With concentrated determination, I nested, arranging my refrigerator so I could see everything to make sure my grocery list was on point. I organized the pantry by putting snacks into clear, vacuum-tight containers for easy viewing. Gathering the laundry, separating the darks from lights, filling the washer that ignores the water level to the max load because it’s ancient.

It seemed that I, too, was becoming filled to the max with emotions of fear and despair, my chest becoming more constricted by the minute. I harnessed my feelings by controlling what was in front of me. I cleaned, organized, and baked a cake for a friend’s birthday. Transforming fear into giving is a powerful thing.

Why shouldn’t my friend feel cared for on their birthday despite the horrific things going on all over the world?

The specifics of the grocery list came in handy as I shopped for the ingredients that I didn’t have readily available: buttermilk, yogurt, eggs, sugar, Meyer lemons, confectioner’s sugar, almond flour, unbleached flour, baking soda, and baking powder. Mixing the dry ingredients, filling each cup to specific measurement, using the knife to even the contents—the sugar, flours, and sodas together first in one bowl.

I put my hands into the soft, fluffy, soothing mixture to mix it instead of using the whisk and made a small funnel in the center for the wet ingredients to go in later. Cracking the egg lightly enough on the counter to split it into the other bowl to be added to the other wet ingredients, combining and whisking olive oil, melted butter, and buttermilk until smooth.

Pouring the wet ingredients into the well of dry ingredients and gently folding them together, the lemony smell filled my kitchen. Unlike cooking, where you can add spontaneous spices to add more flavor, baking requires precision. Baking that cake on that day, my mind kept comparing that precision to the rigidity of our government, no matter how much I willed it to stop. Only with the exact measurements, correct temperature, and proper timing will the cake come out perfectly.

My emotions layered and combined like the cake; only I felt like an overcooked, piping-hot crumble cake, falling apart at the edges.

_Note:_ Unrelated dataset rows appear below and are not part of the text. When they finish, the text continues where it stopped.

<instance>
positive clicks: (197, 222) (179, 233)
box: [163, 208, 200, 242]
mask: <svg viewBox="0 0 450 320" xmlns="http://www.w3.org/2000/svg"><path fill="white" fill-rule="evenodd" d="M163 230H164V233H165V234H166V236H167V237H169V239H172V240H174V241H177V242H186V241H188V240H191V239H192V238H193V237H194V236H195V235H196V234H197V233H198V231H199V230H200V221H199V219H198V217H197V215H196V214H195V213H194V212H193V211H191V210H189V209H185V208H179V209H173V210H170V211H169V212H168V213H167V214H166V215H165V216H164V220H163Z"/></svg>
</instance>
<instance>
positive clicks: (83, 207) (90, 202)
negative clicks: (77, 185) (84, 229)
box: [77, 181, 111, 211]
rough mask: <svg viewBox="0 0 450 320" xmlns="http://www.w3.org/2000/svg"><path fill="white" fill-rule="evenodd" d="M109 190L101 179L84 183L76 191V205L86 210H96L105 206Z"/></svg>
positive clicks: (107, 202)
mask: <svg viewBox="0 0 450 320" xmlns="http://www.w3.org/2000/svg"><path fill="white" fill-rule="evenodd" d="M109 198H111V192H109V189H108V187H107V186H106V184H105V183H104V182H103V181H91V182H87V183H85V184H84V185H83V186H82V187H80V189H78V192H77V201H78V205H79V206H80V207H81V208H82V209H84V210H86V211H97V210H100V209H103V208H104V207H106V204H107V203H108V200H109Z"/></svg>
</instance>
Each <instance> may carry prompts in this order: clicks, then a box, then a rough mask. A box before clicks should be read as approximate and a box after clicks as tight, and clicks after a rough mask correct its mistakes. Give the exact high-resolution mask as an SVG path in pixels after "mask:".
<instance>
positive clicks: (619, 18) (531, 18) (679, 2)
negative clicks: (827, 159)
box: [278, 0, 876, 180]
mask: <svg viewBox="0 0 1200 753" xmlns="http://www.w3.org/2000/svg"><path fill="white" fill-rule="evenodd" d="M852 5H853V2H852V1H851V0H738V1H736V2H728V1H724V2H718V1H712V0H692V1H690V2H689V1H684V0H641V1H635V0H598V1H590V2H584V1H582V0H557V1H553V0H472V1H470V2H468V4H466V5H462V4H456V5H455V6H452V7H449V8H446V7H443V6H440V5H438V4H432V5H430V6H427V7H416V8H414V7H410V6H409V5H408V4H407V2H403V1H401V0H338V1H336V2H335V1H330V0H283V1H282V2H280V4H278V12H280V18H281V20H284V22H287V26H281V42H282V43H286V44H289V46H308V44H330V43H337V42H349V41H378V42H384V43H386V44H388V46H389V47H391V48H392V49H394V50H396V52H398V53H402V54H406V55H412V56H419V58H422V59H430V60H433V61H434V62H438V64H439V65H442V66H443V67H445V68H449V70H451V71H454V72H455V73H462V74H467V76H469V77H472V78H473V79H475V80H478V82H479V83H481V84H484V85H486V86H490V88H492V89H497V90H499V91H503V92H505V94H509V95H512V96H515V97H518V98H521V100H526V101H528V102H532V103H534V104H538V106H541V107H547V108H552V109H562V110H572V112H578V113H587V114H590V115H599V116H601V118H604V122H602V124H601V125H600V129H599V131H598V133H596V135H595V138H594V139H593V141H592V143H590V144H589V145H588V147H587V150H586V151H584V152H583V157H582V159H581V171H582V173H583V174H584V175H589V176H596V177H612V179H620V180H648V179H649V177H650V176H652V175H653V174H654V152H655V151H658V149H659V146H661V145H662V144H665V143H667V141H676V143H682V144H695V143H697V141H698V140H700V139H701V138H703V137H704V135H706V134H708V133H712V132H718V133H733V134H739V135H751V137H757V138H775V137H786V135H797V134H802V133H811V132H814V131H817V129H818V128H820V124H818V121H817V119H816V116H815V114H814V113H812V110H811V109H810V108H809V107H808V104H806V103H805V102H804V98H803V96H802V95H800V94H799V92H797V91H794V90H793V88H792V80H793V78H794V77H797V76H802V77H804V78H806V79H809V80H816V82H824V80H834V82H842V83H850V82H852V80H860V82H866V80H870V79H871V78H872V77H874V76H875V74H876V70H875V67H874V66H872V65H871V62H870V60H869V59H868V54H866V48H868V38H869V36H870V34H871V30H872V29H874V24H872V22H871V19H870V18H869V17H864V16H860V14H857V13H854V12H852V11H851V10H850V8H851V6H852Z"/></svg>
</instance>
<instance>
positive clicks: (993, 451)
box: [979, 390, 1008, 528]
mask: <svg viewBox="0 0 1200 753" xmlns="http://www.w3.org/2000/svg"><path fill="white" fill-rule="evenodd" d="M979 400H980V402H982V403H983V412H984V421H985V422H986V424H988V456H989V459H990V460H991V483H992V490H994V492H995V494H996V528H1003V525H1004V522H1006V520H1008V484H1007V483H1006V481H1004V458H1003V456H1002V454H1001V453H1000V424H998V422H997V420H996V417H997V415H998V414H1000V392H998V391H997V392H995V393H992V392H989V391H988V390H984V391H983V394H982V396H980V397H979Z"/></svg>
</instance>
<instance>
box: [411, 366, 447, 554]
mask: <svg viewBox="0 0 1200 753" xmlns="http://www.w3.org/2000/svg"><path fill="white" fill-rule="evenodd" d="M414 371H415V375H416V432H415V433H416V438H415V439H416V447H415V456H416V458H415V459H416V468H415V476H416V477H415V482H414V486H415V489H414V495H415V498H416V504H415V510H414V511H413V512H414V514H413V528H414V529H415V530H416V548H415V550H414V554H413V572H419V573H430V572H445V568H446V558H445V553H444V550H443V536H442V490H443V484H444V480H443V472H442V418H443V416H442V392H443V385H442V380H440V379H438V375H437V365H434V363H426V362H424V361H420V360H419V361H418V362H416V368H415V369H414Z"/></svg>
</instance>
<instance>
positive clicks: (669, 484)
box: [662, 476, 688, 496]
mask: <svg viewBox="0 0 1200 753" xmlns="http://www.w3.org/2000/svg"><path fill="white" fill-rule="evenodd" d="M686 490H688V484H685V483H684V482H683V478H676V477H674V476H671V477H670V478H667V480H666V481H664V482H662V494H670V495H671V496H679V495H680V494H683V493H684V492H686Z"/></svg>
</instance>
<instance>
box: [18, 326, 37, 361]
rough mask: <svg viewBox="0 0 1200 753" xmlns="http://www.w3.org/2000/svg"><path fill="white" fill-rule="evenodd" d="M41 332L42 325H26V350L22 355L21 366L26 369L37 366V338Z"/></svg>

When I took it out of the oven, it looked crumpled on one side but still held together in the center, sturdy and firm, bouncy and hot for the serving. Like this cake, I twice baked my children in the oven of my womb and now my emotions were raw and inflamed—the collective autonomy of all women stripped away, no matter one’s age or economic status. My heart burned and stomach churned knowing this would affect women of color and lower economic status much more.

My anger turned to grief and had nowhere to go but to drive me to cook and clean. That grief is love that has nowhere to go.

I vote, I go to the streets and protest, I sign petitions, and I donate money. I believe in helping those who cannot help themselves so that eventually they can help themselves. I believe in doing hard things, and yet here I am, performing “womanly duties.” Am I in the 1950s? Isn’t this what the far-right conservatives want? Should I just burn my kitchen down?!

I am responding to my feelings of loss and channeling them in the only inherent way I know how: with love. Taking care of people I care about allows me to take control of myself.

The continuously archaic rulings of the SCOTUS pain me so viscerally that I needed to go back to activities so basic in order to root me in love. The inherent actions of women are to help others, to be in community, to give, to love—and that is powerful.

Life can hold us together in many ways, with grocery lists, new recipes that nourish our souls, and feeding our loved ones, all helping to ground us in love instead of fear. And then we fight with bellies full, igniting our anger and hoping with every fiber of our being that better choices will be made tomorrow for all of us.